If MCP servers are not built properly, they also are
susceptible to "context rot," he said. That means that they require a
large amount of context to even connect with an AI agent, leaving less
capability to get results, which makes the results less reliable.
"The promise is good, but it's not like you can just
connect to an MCP server," Choe said. "It takes a lot of due
diligence."
Van der Voort said a "governance" layer—which is
where Murfee AI, for which he is a non-executive director, is focused—is
currently an "overlooked" portion of agentic travel offerings.
Agentic systems need to be able to recognize complex rules and stop
transactions when they run afoul of those rules—if a traveler is booking
outside of an accepted hotel rate cap, for example, or being able to look at an
aggregated trip that consists of several legs that might be out of policy even
if every leg examined individually is in policy, he said.
"[AI] agents introduce operational risk," van der
Voort said. "If machines act super quickly at scale, that could potentially
mean a single error could run through rapidly across a variety of systems."
Goldenberg said this area could also be an opportunity for
TMCs, building off the data they have on corporations and their travelers.
"The next layer is to have an MCP, or a bunch of MCPs,
that is provided by the TMC essentially," he said. "The
future-looking ones will understand there's a new challenge here."

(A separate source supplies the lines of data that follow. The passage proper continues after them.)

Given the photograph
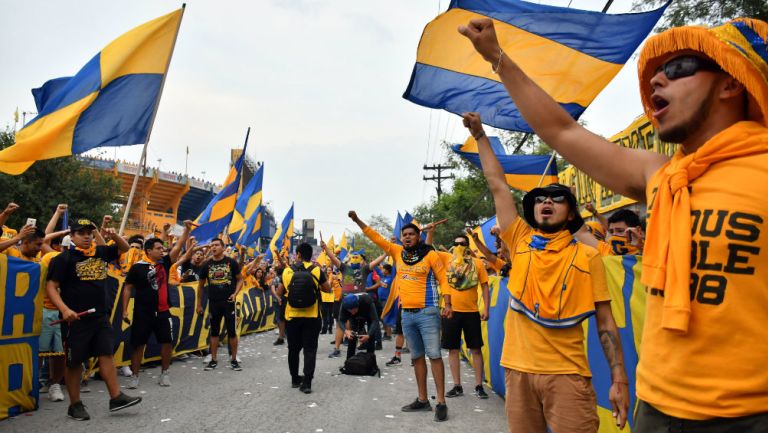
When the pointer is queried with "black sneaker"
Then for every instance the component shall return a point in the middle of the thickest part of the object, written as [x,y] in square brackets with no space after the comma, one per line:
[417,406]
[77,411]
[441,412]
[480,392]
[297,381]
[394,361]
[122,401]
[456,391]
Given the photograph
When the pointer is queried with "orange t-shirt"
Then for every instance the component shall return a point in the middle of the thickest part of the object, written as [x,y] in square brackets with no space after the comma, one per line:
[532,348]
[465,301]
[718,368]
[417,283]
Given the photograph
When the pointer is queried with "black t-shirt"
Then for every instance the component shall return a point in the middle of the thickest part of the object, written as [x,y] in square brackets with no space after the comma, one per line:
[143,277]
[83,280]
[190,272]
[221,276]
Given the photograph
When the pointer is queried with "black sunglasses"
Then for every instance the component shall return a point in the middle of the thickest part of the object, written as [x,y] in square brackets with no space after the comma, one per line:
[685,66]
[557,198]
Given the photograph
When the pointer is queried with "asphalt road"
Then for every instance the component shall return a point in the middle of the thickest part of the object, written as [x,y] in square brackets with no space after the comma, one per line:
[260,399]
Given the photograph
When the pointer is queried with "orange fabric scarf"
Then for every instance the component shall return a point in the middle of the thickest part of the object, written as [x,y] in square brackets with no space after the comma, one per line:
[667,253]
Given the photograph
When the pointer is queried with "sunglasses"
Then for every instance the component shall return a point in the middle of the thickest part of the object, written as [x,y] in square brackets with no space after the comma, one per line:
[685,66]
[557,198]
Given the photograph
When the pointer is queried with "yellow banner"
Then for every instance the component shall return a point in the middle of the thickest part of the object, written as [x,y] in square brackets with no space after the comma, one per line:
[640,134]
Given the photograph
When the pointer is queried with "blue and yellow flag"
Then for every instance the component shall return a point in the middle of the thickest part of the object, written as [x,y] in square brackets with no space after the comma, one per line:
[110,102]
[523,172]
[282,238]
[248,202]
[217,215]
[572,54]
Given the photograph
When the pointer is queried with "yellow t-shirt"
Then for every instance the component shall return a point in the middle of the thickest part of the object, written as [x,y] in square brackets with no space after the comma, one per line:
[530,347]
[718,368]
[312,311]
[465,301]
[417,283]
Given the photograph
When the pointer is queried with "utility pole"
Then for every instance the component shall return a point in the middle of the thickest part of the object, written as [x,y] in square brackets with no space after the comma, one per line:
[439,178]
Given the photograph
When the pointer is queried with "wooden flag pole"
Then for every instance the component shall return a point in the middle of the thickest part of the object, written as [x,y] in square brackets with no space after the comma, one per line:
[143,159]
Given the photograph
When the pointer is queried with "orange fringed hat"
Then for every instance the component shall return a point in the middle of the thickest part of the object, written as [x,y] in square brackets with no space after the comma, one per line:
[739,47]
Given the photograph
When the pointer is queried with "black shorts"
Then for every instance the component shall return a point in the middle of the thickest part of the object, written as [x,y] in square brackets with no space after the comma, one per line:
[222,309]
[146,324]
[86,338]
[467,322]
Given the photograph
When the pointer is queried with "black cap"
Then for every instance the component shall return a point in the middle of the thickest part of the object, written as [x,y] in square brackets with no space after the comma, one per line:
[528,201]
[80,224]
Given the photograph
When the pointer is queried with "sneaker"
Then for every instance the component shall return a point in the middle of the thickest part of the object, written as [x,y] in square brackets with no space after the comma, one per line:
[165,379]
[417,406]
[456,391]
[133,382]
[54,393]
[122,401]
[296,382]
[77,411]
[394,361]
[441,412]
[480,392]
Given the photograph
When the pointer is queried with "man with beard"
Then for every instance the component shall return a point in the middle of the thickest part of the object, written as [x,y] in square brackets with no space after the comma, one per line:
[706,89]
[419,269]
[554,284]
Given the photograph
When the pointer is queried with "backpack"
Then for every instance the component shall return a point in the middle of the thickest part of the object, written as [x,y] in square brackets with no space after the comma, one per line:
[361,364]
[302,291]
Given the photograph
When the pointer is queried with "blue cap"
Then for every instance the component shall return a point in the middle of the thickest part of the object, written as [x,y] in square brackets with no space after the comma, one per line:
[350,302]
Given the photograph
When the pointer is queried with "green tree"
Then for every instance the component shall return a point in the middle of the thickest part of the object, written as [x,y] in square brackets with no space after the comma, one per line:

Clagg said access is still in early days as well. How will
agents know what MCP servers to connect to? He compared it with early days of
the Internet, before search engines, when users had to find lists of servers.
With MCP, there "are a smattering of registries today" that will
evolve to improve discovery.
"That's where the benefit of this really rises, from
old traditional models of building applications that had to have custom
integration with API endpoints and get locked into those," Clagg said.
"This will abstract it out, where the client AI logic can go across
multiple endpoints without being custom integrated to one."